Önemli bir adım atıldı dilerim ki bundan sonra gelecek her adım bizi daha ileriye götürsün.

Parti içi demokrasi işte budur!

BURSA Hâkimiyet gazetesinde ilginç bir haber okudum. Belki başka yerel gazetelerde de yayımlanmış olabilir çünkü Bursa’da çok güçlü bir yerel basın geleneği var, iyi gazeteciler yetişiyor, onların da hakkını yemek istemem.

AKP Bursa İl Başkanlığı için yakında kongre yapılacak. Mevcut il başkanı Sedat Yalçın ile adaylığını açıklayan Şevket Orhan’ın yarışacağı belirtiliyor.
Hâkimiyet’teki habere göre Sedat Yalçın ile Şevket Orhan AKP Genel Merkezine çağrılmışlar.

Teşkilatlardan sorumlu genel başkan yardımcısı Ekrem Edem ve sorumlu Milletvekili Hasan Ali Çelik önce Şevket Orhan ile görüşmüş ve kongrede tek aday olmasını istediklerini belirtmişler.

Ardından mevcut İl Başkanı Sedat Yalçın ile bir araya gelen heyet “sizinle yolumuza devam etmek kararı aldık. Çalışmalarınızı yapın ve adaylık açıklaması için güzel bir tarih belirleyin” demiş.

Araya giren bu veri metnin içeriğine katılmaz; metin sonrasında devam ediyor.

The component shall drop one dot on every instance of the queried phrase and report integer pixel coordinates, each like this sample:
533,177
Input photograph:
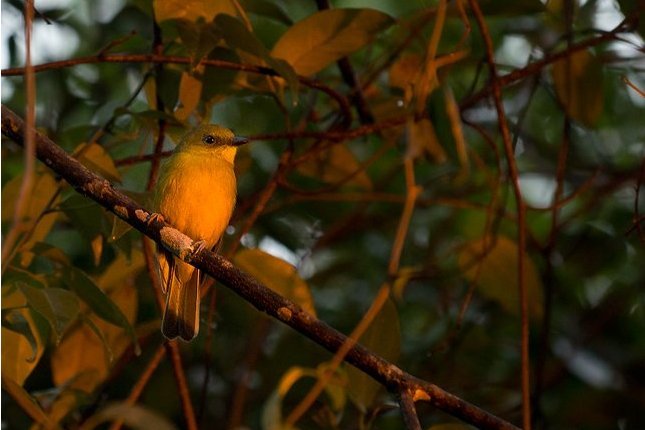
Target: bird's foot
199,246
155,217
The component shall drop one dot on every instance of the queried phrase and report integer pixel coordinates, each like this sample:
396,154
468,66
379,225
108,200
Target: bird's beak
238,141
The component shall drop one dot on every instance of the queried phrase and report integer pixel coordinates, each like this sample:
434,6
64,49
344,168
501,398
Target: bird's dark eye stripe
208,139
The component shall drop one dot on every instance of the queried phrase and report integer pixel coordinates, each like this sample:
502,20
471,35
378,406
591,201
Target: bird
195,193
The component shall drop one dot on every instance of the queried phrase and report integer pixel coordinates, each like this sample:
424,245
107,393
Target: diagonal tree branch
264,299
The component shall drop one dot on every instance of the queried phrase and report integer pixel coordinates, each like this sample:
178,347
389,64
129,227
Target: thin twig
521,212
143,380
27,184
410,417
343,104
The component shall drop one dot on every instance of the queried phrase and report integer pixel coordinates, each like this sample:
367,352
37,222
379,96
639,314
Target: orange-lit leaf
276,274
383,337
578,84
336,165
497,277
324,37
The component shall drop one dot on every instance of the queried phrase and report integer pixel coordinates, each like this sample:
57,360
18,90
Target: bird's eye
208,139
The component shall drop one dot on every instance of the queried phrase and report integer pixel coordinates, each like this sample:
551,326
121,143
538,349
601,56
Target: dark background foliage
327,194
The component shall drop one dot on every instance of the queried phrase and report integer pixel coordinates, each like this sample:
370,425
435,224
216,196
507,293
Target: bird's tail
181,316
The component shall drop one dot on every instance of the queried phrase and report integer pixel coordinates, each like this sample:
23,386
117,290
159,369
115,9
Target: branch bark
264,299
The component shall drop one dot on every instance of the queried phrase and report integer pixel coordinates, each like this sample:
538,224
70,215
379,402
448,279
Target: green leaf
494,270
578,85
190,91
43,193
77,281
89,218
237,36
191,10
336,166
327,36
26,402
276,274
272,412
59,307
133,416
95,158
200,38
382,337
268,9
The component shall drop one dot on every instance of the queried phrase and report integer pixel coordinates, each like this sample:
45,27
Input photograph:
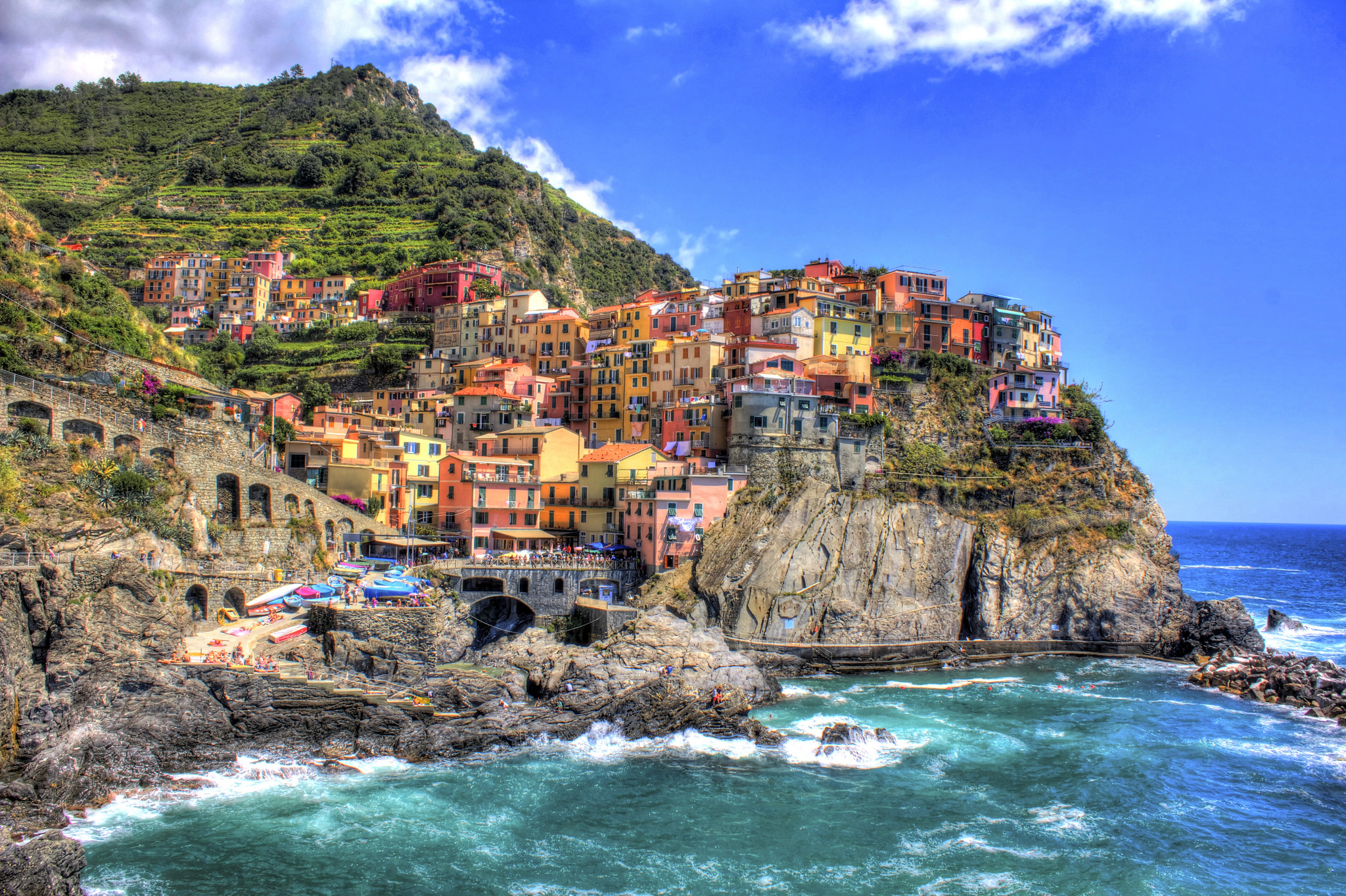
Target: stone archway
499,617
259,501
485,583
227,498
32,409
77,430
237,599
198,603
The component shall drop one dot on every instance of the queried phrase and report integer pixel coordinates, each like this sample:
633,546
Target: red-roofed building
493,502
439,283
480,409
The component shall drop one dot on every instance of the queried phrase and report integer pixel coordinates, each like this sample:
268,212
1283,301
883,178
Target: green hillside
348,169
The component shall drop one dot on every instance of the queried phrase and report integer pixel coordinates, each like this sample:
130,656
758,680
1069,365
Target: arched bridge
548,591
228,482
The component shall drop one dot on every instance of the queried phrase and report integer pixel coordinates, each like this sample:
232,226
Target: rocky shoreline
1270,677
96,711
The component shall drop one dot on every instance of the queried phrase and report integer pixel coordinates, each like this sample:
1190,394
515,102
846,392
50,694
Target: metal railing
469,475
16,558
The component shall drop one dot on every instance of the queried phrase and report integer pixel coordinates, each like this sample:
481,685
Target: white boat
275,594
286,634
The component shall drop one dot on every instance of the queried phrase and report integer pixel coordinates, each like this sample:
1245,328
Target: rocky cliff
92,711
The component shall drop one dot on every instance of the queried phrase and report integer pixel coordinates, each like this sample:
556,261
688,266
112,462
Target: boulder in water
839,734
1276,619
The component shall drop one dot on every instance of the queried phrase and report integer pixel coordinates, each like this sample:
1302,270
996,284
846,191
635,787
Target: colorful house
492,502
666,520
1025,393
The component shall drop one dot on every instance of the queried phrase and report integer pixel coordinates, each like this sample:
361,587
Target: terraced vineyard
348,169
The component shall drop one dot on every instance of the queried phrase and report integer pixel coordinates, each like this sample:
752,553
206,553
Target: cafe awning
519,535
403,541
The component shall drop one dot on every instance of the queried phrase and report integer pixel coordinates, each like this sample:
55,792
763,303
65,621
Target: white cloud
692,245
538,154
665,30
985,34
465,91
45,42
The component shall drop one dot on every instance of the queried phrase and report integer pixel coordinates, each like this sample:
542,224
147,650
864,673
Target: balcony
470,475
578,502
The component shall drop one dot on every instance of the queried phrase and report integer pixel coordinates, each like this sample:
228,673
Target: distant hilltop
348,170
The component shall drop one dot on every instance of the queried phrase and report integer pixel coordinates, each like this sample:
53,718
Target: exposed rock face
1318,685
1276,619
1220,625
97,712
858,572
837,570
35,859
1049,589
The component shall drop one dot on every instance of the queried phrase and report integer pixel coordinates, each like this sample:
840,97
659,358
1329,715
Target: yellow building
891,328
551,451
607,393
842,328
607,477
422,455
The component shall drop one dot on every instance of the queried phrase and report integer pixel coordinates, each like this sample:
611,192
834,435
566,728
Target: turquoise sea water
1049,776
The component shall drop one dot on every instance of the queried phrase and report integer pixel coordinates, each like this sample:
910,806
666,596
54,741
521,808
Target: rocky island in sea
839,497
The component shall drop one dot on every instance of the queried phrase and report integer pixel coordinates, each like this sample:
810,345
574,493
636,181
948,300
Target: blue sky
1165,175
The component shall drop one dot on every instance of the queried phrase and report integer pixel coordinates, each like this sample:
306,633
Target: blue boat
381,591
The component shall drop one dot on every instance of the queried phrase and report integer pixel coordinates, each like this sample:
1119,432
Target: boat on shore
287,634
258,606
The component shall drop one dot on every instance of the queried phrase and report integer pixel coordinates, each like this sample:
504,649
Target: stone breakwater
1316,685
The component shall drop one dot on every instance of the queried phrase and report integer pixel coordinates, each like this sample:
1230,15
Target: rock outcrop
1276,619
835,568
97,712
1318,685
829,568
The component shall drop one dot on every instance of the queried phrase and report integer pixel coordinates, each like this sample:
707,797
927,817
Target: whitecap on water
955,684
1059,817
973,883
972,841
605,742
866,751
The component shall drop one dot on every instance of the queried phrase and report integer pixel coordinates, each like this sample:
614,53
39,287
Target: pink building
268,264
1025,393
666,521
494,503
439,283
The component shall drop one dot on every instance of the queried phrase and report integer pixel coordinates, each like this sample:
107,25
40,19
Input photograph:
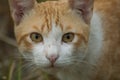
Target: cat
70,39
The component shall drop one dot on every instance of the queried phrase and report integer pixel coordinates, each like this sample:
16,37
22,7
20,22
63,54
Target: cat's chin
51,70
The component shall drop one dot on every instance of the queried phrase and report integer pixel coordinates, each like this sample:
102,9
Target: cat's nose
52,58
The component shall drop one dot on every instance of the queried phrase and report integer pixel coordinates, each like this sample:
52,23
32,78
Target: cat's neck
95,39
93,52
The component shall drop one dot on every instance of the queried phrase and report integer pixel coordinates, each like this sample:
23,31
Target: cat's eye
68,37
36,37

Haberi okuduktan sonra cennet vatanımızın güzide partilerine gerçek demokrasinin ne zaman geleceğini düşündüm, içinden çıkamadım!

“İleri demokrasi” için yeni sivil Anayasa konuşulurken kimsenin aklına neden Siyasi Partiler Kanunu’nu da demokratikleştirmek gelmiyor, bir kez daha anladım!

Bu basın toplantısı hoş olmadı

EKVADOR Cumhurbaşkanı Rafael Correa Delgado ile Cumhurbaşkanı Abdullah Gül önce baş başa görüştüler, sonra iki ülkenin heyetlerinin arasında yapılan görüşmelere katıldılar, oradan çıkınca da bir basın toplantısı düzenlediler.

Baş başa yaptıkları görüşme sırasında “kralın hediyeleri” mevzusunun açılmadığını tahmin ediyorum.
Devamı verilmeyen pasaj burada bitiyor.